I've seen it on one deck and it looked like crap. You might as well just mop the deck with tar. And I agree with the others Behr is junk. It should have been named Behr Barfover.


----------



## Caslon (Dec 15, 2007)

These type paints have a modified elastomeric added to them. Not a bad idea...was bound to happen. Before these products, I would use pure elastomeric (Shursticks Permapatch 101). It's thick and flexible and adheres well. They just added it to a deck paint somehow. Will marvels ever cease?


----------



## Rustbucket (May 22, 2009)

I see this as more if a temporary "fix" until the budget allow for new decking or the house sells.


----------



## Big Shoe (Jun 16, 2008)

I'm not a big fan of Behr products. But when I saw one of my neighbors decks that she put it on I was amazed. I looked very closely at it and thought it was too good to be true. I have to give it a thumbs up.

I'm actually planning on using it on one of my customers decks as soon as our Summer rains are done with.

It is not thick and pasty at all. There is another product that was displayed at Lowes (I think) that looked really thick.


----------



## avenge (Sep 25, 2008)

Big Shoe said:


> I'm not a big fan of Behr products. But when I saw one of my neighbors decks that she put it on I was amazed. I looked very closely at it and thought it was too good to be true. I have to give it a thumbs up.
> 
> I'm actually planning on using it on one of my customers decks as soon as our Summer rains are done with.
> 
> It is not thick and pasty at all. There is another product that was displayed at Lowes (I think) that looked really thick.


If I'm not mistaken there are different products some thicker that others. The thinner ones I would imagine look better.


----------



## TNTRenovate (Aug 19, 2010)

Since it seems that I am the first to post who has actually used it, I would say it's a pretty decent product.

I'll let everyone know how it holds up over the winter.

And I'm not a Behr fan either.


----------



## jb4211 (Jul 13, 2010)

I hate Behr. I've used their products and hate them. Never again.
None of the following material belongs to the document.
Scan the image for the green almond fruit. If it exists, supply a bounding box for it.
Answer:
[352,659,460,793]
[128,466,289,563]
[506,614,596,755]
I wouldn't use their stuff if it was free.

But, when I'm looking for opinions, I usually go to Amazon to get customer testimonials.

I wish you an TNT luck and hope all works out well.


----------



## jb4211 (Jul 13, 2010)




----------



## instock (Nov 17, 2012)

I'm in the middle of a job right now using the Olympic Rescue It! So far I like it. My biggest beef is difficulty getting it down between the boards. 

I figured the Rescue It! would not work so well on the lattice, so I got the matching stain for that. The stain is almost as thick!


----------



## wmpw (Feb 18, 2010)

With 15 years of experience in deck coatings, I'm going to give you one word of advise when it comes to Behr, RUN! Every year they rename old deck products, slap on some new buzz word like nano and then give it an unreal warranty. They have a 4 year warranty on there deck stains now. The only deck stains I suggest are Sikkens, Cabot, and Flood, these are in order of quality in my opinion. Now to get back to deck over.

This stuff is meant as a band aid for someone that wants to get one more year out of their deck or they are selling their house. This stuff will not stretch as they claim, I've seen their displays in Home Depot, where the board cracked and split and the deck over split with it. Now for all the poor people that have applied this stuff. When the weather turns cold and the wood begins to expand and contract, this product will fail. For starters it's a Behr product. So when spring rolls around and the 40% of the coating has failed, how are you going to get the rest off that is still adhering? Your standard deck stripper sure isn't going to remove this stuff, your not going to power wash it off, so unless your going to take a heat gun and a scraper, you're stuck with this junk. So now your deck is going to look like 100 year old apartment window trim, nasty! 

Stay away from this stuff. Come next year, the horror stories will start popping up on all the forums.


----------



## jb4211 (Jul 13, 2010)

wmpw said:


> With 15 years of experience in deck coatings, I'm going to give you one word of advise when it comes to Behr, RUN! Every year they rename old deck products, slap on some new buzz word like nano and then give it an unreal warranty. They have a 4 year warranty on there deck stains now. The only deck stains I suggest are Sikkens, Cabot, and Flood, these are in order of quality in my opinion. Now to get back to deck over.
> 
> This stuff is meant as a band aid for someone that wants to get one more year out of their deck or they are selling their house. This stuff will not stretch as they claim, I've seen their displays in Home Depot, where the board cracked and split and the deck over split with it. Now for all the poor people that have applied this stuff. When the weather turns cold and the wood begins to expand and contract, this product will fail. For starters it's a Behr product. So when spring rolls around and the 40% of the coating has failed, how are you going to get the rest off that is still adhering? Your standard deck stripper sure isn't going to remove this stuff, your not going to power wash it off, so unless your going to take a heat gun and a scraper, you're stuck with this junk. So now your deck is going to look like 100 year old apartment window trim, nasty!
> 
> Stay away from this stuff. Come next year, the horror stories will start popping up on all the forums.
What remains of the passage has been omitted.